Susan's fingers wandered, and her eyes sparkled. "Your mouth says no," she purred, "but this says yes."

I went up on my toes, and swallowed, trying to keep my balance and get her hand off me at the same time. "That thing is always saying something stupid," I told her. She was beyond reason. The potion had kicked her libido into suicidal overdrive. "Bob, help me out here!"

"I'm stuck in the skull," Bob said. "If you don't let me out, I can't do much of anything, Harry."

Susan stood up on tiptoe to gnaw at my ear, wrapped her shapely thigh around one of mine, and started whimpering and pulling me toward the floor. My balance wavered. A three-foot circle was not enough to perform wrestling or gymnastics or … anything else in, without leaving something sticking out for the waiting demon to chew on.

"Is the other potion still there?" I asked.

"Sure," Bob said. "I can see it where it fell on the floor. Could throw it to you, too."

"Okay," I said, growing excited—well. More excited. I might yet get out of this basement alive. "I'm going to let you out for five minutes. I want you to help me by throwing me the potion."

"No, boss," Bob said, his voice maddeningly cheerful.

"No? No?!"

"I get a twenty-four-hour leave, or nothing."

"Dammit, Bob! I'm responsible for what you do if I let you out! You know that!"

Susan whispered, into my ear, "I'm not wearing any underwear," and tried something approximating a pro-wrestling takedown to drop me to the floor. I wavered in balance and barely managed to stave her off. The demon's frog-eyes narrowed, and it came to its feet, ready to leap on us.

"Bob!" I yelled. "You slimy jerk!"

"You try living in a bony old skull for a few hundred years, Harry! You'd want to get a night off once in a while, too!"

"Fine!" I shouted, my heart leaping into my throat as my balance wavered again. "Fine! Just make sure you get me the potion! You have twenty-four hours."

"Just make sure you catch it," Bob replied. And then a flood of orangish light flowed out of both of the skull's eye sockets and into the room. The lights swooped down in an elongated cloud over the potion bottle that lay on the floor at the far side of the lab, gathered it up, and hurled it through the air toward me. I reached up with my spare hand and caught it, bobbled it for a minute, and then secured it again.

The orange lights that were Bob's spirit-form danced a little jig, then whizzed up the ladder and out of the lab, vanishing.

"What's that?" Susan murmured, eyes dazed.

"Another drink," I said. "Drink this with me. I think I can cover us both in the focus department, get us out of here."

"Harry," she said. "I'm not thirsty." Her eyes smoldered. "I'm hungry."

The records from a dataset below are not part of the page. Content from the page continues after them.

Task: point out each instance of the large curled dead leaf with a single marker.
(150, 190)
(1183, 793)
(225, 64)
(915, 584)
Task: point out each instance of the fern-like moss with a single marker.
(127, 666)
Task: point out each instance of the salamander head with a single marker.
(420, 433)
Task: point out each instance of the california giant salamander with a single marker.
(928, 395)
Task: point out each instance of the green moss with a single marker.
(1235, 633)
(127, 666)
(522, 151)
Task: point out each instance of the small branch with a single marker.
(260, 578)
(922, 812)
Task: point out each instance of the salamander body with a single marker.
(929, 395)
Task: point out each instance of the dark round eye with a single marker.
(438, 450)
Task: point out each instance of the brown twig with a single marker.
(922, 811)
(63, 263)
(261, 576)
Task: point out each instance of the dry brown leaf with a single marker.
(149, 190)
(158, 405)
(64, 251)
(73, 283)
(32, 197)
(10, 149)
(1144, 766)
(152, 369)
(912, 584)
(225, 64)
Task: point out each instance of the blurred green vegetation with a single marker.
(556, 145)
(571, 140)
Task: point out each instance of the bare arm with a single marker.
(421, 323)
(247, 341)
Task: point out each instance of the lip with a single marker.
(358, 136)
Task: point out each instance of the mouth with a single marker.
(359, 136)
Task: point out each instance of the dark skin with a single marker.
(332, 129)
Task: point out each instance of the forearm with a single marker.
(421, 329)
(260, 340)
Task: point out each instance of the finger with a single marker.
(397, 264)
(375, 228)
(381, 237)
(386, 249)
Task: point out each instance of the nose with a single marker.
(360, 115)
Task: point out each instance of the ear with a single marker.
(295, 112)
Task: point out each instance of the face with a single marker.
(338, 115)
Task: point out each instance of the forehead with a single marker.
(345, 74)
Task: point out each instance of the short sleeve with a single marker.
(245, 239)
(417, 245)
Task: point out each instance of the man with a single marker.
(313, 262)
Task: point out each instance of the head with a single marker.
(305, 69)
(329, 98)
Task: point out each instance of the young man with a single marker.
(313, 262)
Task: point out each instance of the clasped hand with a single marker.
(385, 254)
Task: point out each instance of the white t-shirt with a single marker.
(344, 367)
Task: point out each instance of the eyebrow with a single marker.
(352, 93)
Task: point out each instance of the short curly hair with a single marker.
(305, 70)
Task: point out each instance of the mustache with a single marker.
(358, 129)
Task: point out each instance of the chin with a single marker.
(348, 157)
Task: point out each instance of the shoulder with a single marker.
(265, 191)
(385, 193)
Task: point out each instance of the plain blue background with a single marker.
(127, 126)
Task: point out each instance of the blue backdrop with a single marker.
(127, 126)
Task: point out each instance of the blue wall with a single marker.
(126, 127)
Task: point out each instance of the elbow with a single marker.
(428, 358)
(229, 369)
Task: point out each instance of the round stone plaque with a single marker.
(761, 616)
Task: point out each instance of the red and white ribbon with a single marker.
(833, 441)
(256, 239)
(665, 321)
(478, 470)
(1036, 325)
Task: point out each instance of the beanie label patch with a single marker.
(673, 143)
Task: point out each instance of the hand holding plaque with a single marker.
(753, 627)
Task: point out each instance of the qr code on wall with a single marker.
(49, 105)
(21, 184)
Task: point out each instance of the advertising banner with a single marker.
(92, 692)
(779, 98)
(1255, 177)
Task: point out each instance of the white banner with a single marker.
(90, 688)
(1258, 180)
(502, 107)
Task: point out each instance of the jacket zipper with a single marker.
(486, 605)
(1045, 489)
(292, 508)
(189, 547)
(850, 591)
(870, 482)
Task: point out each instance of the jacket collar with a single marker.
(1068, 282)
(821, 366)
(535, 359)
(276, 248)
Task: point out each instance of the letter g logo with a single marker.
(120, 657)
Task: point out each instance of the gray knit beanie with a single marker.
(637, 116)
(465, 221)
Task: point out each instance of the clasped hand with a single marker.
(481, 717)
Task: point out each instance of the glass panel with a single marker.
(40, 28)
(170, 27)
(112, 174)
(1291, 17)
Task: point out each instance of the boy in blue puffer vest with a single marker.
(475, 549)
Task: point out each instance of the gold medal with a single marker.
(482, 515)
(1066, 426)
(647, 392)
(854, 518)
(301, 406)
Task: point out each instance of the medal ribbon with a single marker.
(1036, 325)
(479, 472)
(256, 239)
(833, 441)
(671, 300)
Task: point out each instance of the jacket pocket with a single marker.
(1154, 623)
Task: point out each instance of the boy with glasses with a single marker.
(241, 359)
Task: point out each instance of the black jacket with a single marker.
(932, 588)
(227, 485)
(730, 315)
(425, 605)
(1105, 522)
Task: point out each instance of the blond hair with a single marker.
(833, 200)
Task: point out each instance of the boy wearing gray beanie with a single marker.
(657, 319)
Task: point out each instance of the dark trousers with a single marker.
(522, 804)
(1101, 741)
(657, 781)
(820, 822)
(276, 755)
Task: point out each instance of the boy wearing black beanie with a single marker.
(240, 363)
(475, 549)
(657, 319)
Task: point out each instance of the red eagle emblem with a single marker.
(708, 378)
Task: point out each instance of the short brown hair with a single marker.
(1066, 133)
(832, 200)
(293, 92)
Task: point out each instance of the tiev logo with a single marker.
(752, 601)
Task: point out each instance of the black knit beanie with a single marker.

I hit upon an idea. "Once we drink this, I'll be ready, and we can go to bed."

She looked up at me hazily and smiled, wicked and delighted. "Oh, Harry. Bottoms up." Her hands made a sort of silent commentary on her words, and I jumped, almost dropping the bottle. More shampoo from my hair trailed down my already burning eyes, and I squeezed them closed.

I slugged away about half the potion, trying to ignore the flat-cola taste, and quickly passed the rest to Susan. She smiled lazily and drank it down, licking her lips.

It started in my guts—a sort of fluttery, wobbly feeling that moved out, up through my lungs and out along my shoulders, down my arms. It also went down, over my hips and into my legs. I began to shake and quiver uncontrollably.